Trade-offs and alternatives

Pluggable classes vs. a single built-in implementation

Building a single gateway implementation directly into agent-runtime-operator would have been simpler initially. The downside is lock-in: upgrading the gateway would require upgrading the core operator, and organisations that already run a compatible MCP proxy would carry a redundant workload. The class pattern trades a small amount of initial complexity for long-term flexibility and a clear extension point.

Direct tool-server access vs. gateway routing

ToolServer resources expose a status.url that agents can reference directly, and Agent resources can use spec.tools[].upstream.toolServerRef to bypass the gateway entirely. This is appropriate for simple, single-agent scenarios. In any multi-tenant or multi-agent environment, routing through a ToolGateway via ToolRoute is preferred: it enables per-consumer filtering, centralised access control, and consistent observability across all tool calls.

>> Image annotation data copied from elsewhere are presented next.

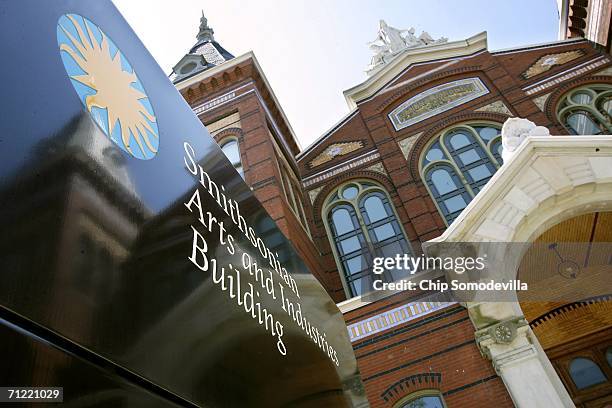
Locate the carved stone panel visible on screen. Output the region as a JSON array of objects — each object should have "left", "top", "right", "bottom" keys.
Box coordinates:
[{"left": 389, "top": 78, "right": 489, "bottom": 130}]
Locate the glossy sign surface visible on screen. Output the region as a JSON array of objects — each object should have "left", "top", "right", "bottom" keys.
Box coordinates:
[{"left": 0, "top": 0, "right": 365, "bottom": 407}]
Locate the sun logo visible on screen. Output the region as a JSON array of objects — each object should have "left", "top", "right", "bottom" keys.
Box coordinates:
[{"left": 57, "top": 14, "right": 159, "bottom": 160}]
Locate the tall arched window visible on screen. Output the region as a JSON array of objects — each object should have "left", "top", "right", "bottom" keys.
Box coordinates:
[
  {"left": 323, "top": 181, "right": 412, "bottom": 297},
  {"left": 395, "top": 390, "right": 446, "bottom": 408},
  {"left": 221, "top": 139, "right": 244, "bottom": 178},
  {"left": 557, "top": 84, "right": 612, "bottom": 135},
  {"left": 569, "top": 357, "right": 607, "bottom": 390},
  {"left": 421, "top": 124, "right": 502, "bottom": 224}
]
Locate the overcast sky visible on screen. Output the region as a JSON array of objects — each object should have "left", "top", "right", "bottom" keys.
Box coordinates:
[{"left": 113, "top": 0, "right": 558, "bottom": 148}]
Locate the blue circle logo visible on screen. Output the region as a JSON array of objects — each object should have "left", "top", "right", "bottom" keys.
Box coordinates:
[{"left": 57, "top": 14, "right": 159, "bottom": 160}]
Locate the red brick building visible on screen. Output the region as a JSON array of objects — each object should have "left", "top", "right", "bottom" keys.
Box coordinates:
[{"left": 172, "top": 13, "right": 612, "bottom": 407}]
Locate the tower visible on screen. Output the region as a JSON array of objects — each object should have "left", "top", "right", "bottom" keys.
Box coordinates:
[{"left": 171, "top": 11, "right": 234, "bottom": 84}]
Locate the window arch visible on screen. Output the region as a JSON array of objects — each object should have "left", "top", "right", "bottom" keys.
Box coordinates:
[
  {"left": 219, "top": 138, "right": 244, "bottom": 179},
  {"left": 323, "top": 180, "right": 412, "bottom": 297},
  {"left": 394, "top": 390, "right": 446, "bottom": 408},
  {"left": 420, "top": 123, "right": 502, "bottom": 224},
  {"left": 557, "top": 84, "right": 612, "bottom": 135},
  {"left": 569, "top": 357, "right": 607, "bottom": 390}
]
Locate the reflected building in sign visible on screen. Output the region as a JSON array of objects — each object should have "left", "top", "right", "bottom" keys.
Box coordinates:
[{"left": 171, "top": 11, "right": 612, "bottom": 408}]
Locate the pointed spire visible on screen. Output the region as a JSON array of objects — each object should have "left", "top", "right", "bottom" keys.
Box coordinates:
[{"left": 196, "top": 10, "right": 215, "bottom": 42}]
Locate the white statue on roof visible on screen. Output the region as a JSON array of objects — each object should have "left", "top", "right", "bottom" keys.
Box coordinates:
[{"left": 367, "top": 20, "right": 448, "bottom": 74}]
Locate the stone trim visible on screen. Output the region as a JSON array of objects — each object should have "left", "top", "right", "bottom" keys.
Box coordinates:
[
  {"left": 302, "top": 151, "right": 380, "bottom": 187},
  {"left": 523, "top": 56, "right": 609, "bottom": 95},
  {"left": 397, "top": 132, "right": 423, "bottom": 160},
  {"left": 347, "top": 301, "right": 452, "bottom": 342},
  {"left": 474, "top": 100, "right": 514, "bottom": 116},
  {"left": 387, "top": 77, "right": 490, "bottom": 131}
]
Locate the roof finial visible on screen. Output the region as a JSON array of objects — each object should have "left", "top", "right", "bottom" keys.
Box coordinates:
[{"left": 196, "top": 10, "right": 215, "bottom": 41}]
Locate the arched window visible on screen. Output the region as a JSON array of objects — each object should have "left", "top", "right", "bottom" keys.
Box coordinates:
[
  {"left": 323, "top": 181, "right": 412, "bottom": 297},
  {"left": 557, "top": 84, "right": 612, "bottom": 135},
  {"left": 421, "top": 124, "right": 502, "bottom": 224},
  {"left": 569, "top": 357, "right": 607, "bottom": 390},
  {"left": 395, "top": 390, "right": 446, "bottom": 408},
  {"left": 221, "top": 139, "right": 244, "bottom": 178}
]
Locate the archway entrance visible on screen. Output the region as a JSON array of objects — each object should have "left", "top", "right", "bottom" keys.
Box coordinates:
[{"left": 519, "top": 212, "right": 612, "bottom": 408}]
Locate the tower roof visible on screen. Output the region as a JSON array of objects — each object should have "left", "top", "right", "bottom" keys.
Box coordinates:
[{"left": 171, "top": 11, "right": 234, "bottom": 83}]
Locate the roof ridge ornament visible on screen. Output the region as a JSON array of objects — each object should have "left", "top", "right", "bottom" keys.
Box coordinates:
[
  {"left": 196, "top": 10, "right": 215, "bottom": 42},
  {"left": 366, "top": 20, "right": 448, "bottom": 75},
  {"left": 502, "top": 118, "right": 550, "bottom": 163}
]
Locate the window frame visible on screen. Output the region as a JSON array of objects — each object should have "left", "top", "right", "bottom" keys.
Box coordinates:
[
  {"left": 419, "top": 121, "right": 503, "bottom": 226},
  {"left": 393, "top": 388, "right": 447, "bottom": 408},
  {"left": 556, "top": 83, "right": 612, "bottom": 136},
  {"left": 321, "top": 178, "right": 414, "bottom": 300},
  {"left": 217, "top": 136, "right": 246, "bottom": 181}
]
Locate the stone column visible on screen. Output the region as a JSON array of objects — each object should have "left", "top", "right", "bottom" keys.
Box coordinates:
[{"left": 476, "top": 317, "right": 575, "bottom": 408}]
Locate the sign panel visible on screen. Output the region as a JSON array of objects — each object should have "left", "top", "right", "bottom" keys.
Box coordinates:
[{"left": 0, "top": 0, "right": 366, "bottom": 407}]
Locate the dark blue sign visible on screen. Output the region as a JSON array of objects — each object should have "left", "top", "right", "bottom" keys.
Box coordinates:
[{"left": 0, "top": 0, "right": 365, "bottom": 407}]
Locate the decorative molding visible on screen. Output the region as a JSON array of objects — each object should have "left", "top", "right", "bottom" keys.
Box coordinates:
[
  {"left": 364, "top": 162, "right": 388, "bottom": 176},
  {"left": 380, "top": 372, "right": 442, "bottom": 402},
  {"left": 521, "top": 49, "right": 586, "bottom": 79},
  {"left": 347, "top": 301, "right": 455, "bottom": 342},
  {"left": 593, "top": 67, "right": 612, "bottom": 76},
  {"left": 523, "top": 57, "right": 608, "bottom": 95},
  {"left": 309, "top": 140, "right": 363, "bottom": 168},
  {"left": 372, "top": 65, "right": 482, "bottom": 113},
  {"left": 398, "top": 132, "right": 423, "bottom": 160},
  {"left": 532, "top": 92, "right": 551, "bottom": 112},
  {"left": 475, "top": 101, "right": 514, "bottom": 116},
  {"left": 308, "top": 186, "right": 323, "bottom": 204},
  {"left": 302, "top": 151, "right": 380, "bottom": 187},
  {"left": 193, "top": 91, "right": 236, "bottom": 115},
  {"left": 407, "top": 111, "right": 508, "bottom": 180},
  {"left": 389, "top": 77, "right": 489, "bottom": 130}
]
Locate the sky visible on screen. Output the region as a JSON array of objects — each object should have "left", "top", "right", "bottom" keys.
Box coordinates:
[{"left": 113, "top": 0, "right": 559, "bottom": 148}]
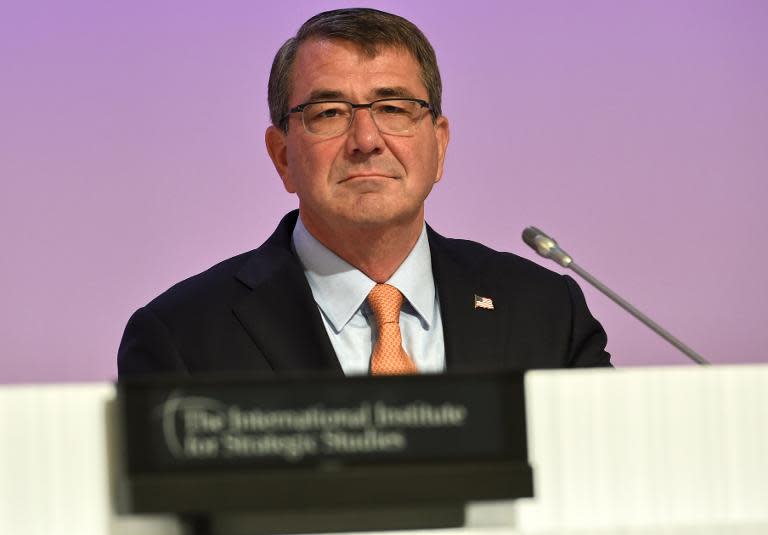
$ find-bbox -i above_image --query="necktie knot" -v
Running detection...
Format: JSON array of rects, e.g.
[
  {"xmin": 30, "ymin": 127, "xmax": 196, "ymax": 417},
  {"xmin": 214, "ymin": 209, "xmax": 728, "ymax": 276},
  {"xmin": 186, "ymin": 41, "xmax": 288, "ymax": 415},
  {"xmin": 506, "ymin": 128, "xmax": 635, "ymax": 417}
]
[
  {"xmin": 368, "ymin": 284, "xmax": 418, "ymax": 375},
  {"xmin": 368, "ymin": 284, "xmax": 403, "ymax": 326}
]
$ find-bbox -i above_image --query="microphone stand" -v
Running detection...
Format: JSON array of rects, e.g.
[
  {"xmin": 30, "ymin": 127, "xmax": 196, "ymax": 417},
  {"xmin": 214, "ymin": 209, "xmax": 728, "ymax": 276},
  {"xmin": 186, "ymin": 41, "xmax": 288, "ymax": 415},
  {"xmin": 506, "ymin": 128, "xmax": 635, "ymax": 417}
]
[{"xmin": 523, "ymin": 227, "xmax": 709, "ymax": 365}]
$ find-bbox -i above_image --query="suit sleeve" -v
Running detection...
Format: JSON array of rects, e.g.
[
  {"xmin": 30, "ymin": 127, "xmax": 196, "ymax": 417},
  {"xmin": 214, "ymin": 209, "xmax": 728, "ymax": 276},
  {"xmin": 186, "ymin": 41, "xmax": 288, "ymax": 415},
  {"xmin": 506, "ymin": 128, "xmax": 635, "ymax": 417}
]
[
  {"xmin": 117, "ymin": 307, "xmax": 188, "ymax": 378},
  {"xmin": 563, "ymin": 275, "xmax": 611, "ymax": 368}
]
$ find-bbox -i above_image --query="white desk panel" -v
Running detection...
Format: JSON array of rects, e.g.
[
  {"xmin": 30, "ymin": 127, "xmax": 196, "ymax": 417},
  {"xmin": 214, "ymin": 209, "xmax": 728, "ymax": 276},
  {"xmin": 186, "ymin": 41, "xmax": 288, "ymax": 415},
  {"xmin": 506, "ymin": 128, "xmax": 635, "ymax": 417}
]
[{"xmin": 0, "ymin": 366, "xmax": 768, "ymax": 535}]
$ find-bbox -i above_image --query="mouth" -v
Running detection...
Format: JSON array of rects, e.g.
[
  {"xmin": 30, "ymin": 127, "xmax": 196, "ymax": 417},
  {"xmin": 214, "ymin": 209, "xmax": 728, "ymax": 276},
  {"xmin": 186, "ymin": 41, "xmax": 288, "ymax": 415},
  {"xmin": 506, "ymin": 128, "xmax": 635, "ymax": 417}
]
[{"xmin": 340, "ymin": 175, "xmax": 397, "ymax": 183}]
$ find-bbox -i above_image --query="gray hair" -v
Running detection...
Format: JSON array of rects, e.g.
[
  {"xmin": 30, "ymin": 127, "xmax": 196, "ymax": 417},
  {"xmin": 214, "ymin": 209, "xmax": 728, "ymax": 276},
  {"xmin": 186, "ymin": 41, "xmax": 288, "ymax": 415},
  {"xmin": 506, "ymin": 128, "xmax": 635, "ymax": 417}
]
[{"xmin": 267, "ymin": 8, "xmax": 443, "ymax": 132}]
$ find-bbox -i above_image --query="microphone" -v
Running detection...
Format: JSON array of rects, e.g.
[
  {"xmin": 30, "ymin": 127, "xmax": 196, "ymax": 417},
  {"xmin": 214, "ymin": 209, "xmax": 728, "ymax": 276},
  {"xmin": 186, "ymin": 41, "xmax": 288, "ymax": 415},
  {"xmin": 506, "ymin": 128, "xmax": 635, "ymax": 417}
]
[{"xmin": 523, "ymin": 227, "xmax": 709, "ymax": 364}]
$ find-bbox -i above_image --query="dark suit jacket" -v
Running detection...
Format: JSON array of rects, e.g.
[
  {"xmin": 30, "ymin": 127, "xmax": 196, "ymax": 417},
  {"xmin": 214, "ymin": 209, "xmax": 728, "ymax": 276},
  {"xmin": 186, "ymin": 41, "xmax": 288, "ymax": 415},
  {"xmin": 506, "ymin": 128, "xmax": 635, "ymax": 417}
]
[{"xmin": 118, "ymin": 211, "xmax": 610, "ymax": 377}]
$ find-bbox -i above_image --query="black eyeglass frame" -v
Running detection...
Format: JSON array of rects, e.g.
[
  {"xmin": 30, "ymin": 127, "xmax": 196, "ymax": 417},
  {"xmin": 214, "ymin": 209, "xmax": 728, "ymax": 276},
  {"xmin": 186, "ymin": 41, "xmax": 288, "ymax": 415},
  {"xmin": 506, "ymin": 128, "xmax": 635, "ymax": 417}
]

Default gateway resolution vs. explicit reference

If a ToolGateway is deployed in the tool-gateway namespace, tool servers will attach to it automatically without an explicit toolGatewayRef. This convention reduces boilerplate in simple single-gateway clusters. When multiple gateways coexist — for example, separate gateways per team or per security zone — an explicit reference makes the attachment unambiguous and audit-friendly.